Ihr müsst also die Schnittmenge zwischen euch und der neuen Branche finden und herausstellen. Die Schnittmenge hilft euch dabei, zu erkennen welche relevanten Erfahrungen ihr bereits sammeln konntet und zeigt euch gleichzeitig auf, wie diese in eurer Zielbranche von Nutzen sein können.

Flexibilität beim Gehalt

Auch bei euren Gehaltsvorstellungen rät Bölke zu Flexibilität. Am besten fahrt ihr damit, wenn ihr verdeutlicht, dass euch bewusst ist, dass ihr nicht sofort euer Traumgehalt bekommen werdet — ihr seid ja schließlich Quereinsteiger*innen. Das muss jedoch nicht heißen, dass ihr euch unter Wert verkauft. Bölke dazu: „Spielt einfach mit offenen Karten und seid euch eurer Situation bewusst.“

Bildet euch schon vor der Bewerbung weiter

Helfen kann hier auch die Bereitschaft, sich weiterbilden zu wollen. Ganz nach dem Motto: Man lernt nie aus! Weiterbildungen oder Seminare machen sich zum einen gut auf eurem Lebenslauf, können aber auch ganz allgemein in der neuen Branche von großem Nutzen sein.

Eine wichtige Frage, die sich viele branchenfremde Bewerber*innen stellen: Wie finde ich überhaupt relevante Stellenausschreibungen? Bölke rät dazu, den verdeckten Stellenmarkt im Auge zu behalten, da hier „80 Prozent der offenen Stellen“ besetzt werden würden. Als verdeckten Stellenmarkt versteht man alles, was nicht die offenen Stellenausschreibungen auf Firmenseiten betrifft. Das heißt für euch: Besucht Messen, meldet euch bei Xing an oder geht zu Vorträgen. Seid vorbereitet und ausgestattet mit Visitenkarten oder Flyern und versucht immer, Kontakte zu knüpfen. So sticht ihr heraus und seid nicht mehr nur ein Anschreiben von vielen.

Baut euren Interessensbereich schon während des Studiums aus

Den Faktor Beziehungen dürft ihr nie unterschätzen. Wenn ihr bereits früh im Studium oder in der Ausbildung bemerkt, dass euch euer Abschluss wahrscheinlich nicht in eure Traumbranche bringen wird, könnt ihr frühzeitig während des Studiums gegensteuern. Am besten funktioniert das über Praktika, Werkstudentenstellen oder Nebenjobs.

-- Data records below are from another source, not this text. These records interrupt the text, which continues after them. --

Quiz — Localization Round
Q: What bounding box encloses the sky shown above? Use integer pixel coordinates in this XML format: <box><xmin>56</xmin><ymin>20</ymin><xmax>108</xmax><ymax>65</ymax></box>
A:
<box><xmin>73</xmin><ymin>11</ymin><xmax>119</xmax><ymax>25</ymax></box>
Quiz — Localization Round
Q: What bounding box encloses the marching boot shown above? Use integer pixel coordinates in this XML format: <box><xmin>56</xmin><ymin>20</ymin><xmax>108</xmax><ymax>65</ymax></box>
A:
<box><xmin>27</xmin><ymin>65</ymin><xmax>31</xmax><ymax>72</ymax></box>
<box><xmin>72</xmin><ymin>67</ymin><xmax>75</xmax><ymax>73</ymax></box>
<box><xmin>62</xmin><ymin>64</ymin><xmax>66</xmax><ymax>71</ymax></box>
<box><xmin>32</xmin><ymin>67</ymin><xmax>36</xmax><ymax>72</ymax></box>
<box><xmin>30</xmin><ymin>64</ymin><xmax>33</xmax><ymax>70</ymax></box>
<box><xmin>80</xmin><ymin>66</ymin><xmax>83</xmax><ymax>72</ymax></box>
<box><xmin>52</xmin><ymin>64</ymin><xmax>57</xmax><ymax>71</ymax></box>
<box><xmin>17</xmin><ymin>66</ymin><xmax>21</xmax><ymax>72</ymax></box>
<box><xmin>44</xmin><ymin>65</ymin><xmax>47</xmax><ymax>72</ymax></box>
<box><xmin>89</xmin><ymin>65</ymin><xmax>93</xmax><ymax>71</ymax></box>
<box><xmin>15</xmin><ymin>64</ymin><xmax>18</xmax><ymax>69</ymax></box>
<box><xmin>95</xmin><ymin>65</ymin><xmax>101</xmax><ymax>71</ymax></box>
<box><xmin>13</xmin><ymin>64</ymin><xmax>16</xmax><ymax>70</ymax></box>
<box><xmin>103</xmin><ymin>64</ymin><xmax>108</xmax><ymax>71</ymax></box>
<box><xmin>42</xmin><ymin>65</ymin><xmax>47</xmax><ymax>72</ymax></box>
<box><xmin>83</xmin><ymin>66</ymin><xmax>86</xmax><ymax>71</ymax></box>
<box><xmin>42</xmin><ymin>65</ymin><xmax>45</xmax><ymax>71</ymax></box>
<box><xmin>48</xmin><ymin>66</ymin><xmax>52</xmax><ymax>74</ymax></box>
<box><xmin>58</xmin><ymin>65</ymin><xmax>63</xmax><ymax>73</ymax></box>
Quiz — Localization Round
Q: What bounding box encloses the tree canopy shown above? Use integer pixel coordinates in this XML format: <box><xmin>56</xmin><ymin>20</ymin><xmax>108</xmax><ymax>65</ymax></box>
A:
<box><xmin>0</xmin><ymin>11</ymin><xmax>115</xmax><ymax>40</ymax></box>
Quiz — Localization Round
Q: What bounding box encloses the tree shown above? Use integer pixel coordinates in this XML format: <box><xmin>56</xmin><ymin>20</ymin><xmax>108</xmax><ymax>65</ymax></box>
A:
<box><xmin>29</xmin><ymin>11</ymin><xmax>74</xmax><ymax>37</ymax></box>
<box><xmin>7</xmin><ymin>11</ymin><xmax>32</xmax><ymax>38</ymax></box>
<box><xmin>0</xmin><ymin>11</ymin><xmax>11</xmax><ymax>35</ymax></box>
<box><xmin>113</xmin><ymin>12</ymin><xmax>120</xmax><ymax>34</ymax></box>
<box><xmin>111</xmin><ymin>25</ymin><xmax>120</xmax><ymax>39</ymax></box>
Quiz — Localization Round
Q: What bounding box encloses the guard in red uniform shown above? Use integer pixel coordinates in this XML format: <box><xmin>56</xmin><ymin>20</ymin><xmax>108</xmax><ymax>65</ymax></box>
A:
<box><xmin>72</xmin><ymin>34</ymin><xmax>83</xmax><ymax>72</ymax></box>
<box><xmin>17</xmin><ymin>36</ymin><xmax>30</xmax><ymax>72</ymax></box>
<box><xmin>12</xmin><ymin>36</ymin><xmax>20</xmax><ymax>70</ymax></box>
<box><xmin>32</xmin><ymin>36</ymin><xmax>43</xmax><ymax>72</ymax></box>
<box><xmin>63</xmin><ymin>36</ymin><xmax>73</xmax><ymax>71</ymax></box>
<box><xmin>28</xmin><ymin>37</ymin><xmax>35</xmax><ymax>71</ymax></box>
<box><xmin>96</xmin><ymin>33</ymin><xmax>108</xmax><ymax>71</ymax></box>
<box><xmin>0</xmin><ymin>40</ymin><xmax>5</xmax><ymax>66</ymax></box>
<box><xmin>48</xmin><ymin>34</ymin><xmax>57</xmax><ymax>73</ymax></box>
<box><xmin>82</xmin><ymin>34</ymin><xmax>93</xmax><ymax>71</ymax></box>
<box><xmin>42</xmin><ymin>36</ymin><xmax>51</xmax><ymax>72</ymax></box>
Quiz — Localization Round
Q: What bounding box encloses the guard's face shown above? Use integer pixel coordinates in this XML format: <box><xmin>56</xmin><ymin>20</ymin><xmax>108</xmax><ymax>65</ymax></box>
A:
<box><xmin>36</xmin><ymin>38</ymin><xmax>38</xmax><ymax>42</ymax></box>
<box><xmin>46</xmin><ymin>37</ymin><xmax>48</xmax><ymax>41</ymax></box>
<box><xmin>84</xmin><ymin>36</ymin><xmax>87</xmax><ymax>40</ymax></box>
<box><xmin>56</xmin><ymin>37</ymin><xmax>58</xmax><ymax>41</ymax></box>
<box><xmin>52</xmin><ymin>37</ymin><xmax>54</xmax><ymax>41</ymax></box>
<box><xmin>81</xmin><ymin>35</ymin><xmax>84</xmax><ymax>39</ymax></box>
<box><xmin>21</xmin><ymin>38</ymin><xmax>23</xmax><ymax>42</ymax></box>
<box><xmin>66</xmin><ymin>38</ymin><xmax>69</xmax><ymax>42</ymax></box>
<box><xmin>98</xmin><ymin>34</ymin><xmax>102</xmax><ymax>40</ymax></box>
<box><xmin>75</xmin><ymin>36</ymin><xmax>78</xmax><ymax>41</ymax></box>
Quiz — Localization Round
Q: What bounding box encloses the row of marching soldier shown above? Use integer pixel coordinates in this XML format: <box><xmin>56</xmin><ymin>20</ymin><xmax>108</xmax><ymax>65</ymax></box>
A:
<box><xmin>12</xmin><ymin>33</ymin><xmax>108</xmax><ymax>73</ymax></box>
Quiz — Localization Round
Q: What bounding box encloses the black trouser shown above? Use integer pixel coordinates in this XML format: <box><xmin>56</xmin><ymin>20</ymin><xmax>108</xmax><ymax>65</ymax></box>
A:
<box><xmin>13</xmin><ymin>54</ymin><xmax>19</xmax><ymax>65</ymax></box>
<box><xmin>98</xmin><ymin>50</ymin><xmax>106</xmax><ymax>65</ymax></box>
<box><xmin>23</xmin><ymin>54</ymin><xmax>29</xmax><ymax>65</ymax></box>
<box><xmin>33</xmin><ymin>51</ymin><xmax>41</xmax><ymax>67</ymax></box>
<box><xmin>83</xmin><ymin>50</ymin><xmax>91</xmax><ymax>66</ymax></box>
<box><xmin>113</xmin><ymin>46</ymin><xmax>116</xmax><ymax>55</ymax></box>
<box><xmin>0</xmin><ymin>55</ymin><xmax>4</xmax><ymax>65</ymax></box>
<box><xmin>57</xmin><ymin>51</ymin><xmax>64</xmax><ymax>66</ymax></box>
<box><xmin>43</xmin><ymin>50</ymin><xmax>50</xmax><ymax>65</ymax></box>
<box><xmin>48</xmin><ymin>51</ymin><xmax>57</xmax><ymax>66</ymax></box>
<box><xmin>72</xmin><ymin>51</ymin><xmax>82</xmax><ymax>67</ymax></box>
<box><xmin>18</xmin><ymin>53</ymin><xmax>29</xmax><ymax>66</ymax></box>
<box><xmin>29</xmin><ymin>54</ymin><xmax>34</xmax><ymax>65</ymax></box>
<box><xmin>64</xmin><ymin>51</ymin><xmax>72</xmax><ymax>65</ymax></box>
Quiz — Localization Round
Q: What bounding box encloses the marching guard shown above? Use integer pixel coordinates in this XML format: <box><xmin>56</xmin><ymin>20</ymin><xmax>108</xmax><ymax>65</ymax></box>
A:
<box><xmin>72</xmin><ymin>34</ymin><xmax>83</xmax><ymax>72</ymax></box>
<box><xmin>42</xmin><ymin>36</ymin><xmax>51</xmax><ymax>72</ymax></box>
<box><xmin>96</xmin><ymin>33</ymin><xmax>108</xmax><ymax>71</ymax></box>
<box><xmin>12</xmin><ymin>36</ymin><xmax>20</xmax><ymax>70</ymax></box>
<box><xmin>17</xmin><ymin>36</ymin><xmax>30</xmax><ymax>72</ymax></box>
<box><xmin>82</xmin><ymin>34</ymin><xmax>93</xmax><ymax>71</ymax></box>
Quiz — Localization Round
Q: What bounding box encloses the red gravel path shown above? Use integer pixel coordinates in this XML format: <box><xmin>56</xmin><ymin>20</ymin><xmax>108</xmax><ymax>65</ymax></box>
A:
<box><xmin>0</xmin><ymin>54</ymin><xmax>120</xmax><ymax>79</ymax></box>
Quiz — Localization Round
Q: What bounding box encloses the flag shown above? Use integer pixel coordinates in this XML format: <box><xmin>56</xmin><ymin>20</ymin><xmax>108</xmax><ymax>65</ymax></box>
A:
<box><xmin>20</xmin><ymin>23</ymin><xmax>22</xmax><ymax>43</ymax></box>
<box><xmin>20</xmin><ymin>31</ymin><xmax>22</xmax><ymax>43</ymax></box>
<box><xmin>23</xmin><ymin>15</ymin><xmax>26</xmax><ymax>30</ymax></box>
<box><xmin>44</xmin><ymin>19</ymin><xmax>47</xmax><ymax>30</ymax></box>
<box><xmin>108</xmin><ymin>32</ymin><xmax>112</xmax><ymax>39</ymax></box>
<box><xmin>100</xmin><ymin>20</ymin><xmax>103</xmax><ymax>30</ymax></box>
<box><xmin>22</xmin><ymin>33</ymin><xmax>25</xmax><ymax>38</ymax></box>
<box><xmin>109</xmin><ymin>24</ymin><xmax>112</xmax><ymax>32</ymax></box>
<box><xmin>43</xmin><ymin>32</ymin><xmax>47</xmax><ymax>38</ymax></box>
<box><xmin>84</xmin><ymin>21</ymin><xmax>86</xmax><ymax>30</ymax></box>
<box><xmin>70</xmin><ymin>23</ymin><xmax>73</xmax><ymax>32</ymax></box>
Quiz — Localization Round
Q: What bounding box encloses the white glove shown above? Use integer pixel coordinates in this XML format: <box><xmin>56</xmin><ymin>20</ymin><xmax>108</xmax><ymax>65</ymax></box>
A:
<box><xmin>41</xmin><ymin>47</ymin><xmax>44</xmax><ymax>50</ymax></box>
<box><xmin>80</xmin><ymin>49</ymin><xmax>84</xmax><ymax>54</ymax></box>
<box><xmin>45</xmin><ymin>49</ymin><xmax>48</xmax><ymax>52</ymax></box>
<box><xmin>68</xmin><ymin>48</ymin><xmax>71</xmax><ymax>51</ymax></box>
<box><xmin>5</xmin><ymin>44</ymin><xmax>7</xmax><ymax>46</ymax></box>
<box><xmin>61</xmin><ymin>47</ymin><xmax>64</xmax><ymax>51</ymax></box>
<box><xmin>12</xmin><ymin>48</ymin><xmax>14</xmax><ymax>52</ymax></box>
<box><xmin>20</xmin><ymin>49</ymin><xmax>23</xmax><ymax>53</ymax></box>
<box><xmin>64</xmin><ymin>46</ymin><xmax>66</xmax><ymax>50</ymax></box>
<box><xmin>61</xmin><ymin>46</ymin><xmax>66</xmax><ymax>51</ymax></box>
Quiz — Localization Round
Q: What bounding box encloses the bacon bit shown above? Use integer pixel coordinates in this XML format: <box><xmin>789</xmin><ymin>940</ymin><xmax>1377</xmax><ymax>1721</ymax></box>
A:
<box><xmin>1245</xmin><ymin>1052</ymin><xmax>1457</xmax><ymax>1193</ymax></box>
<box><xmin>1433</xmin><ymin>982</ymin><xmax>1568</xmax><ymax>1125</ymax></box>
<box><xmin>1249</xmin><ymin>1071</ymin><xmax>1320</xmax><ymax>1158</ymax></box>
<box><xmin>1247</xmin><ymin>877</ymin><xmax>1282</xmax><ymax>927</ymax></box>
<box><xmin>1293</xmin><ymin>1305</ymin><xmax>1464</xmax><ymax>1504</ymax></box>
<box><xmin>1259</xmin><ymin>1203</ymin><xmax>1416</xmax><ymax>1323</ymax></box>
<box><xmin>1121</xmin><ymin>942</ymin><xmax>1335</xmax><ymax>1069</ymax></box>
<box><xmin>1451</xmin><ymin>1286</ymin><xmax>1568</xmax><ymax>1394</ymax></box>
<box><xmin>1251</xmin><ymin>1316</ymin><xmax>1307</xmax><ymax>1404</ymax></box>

Nach Bölke sind diese Erfahrungen „oft wichtiger als das Studienziel selbst“. Hier lernt ihr eure Fähigkeiten besser kennen und bekommt ein besseres Verständnis dafür, diese erfolgreich und sinnvoll einzusetzen. Ute Bölke verweist auch auf die hohen Zahlen der Menschen, die in branchenfremden Bereichen arbeiten, und sagt, dass man keine Angst davor haben müsse, die Branche zu wechseln. Heute sei das sogar ganz gängig. Also: Macht euch an die Arbeit und befolgt diese Tipps, dann steht einem erfolgreichen Branchenwechsel nichts mehr im Weg!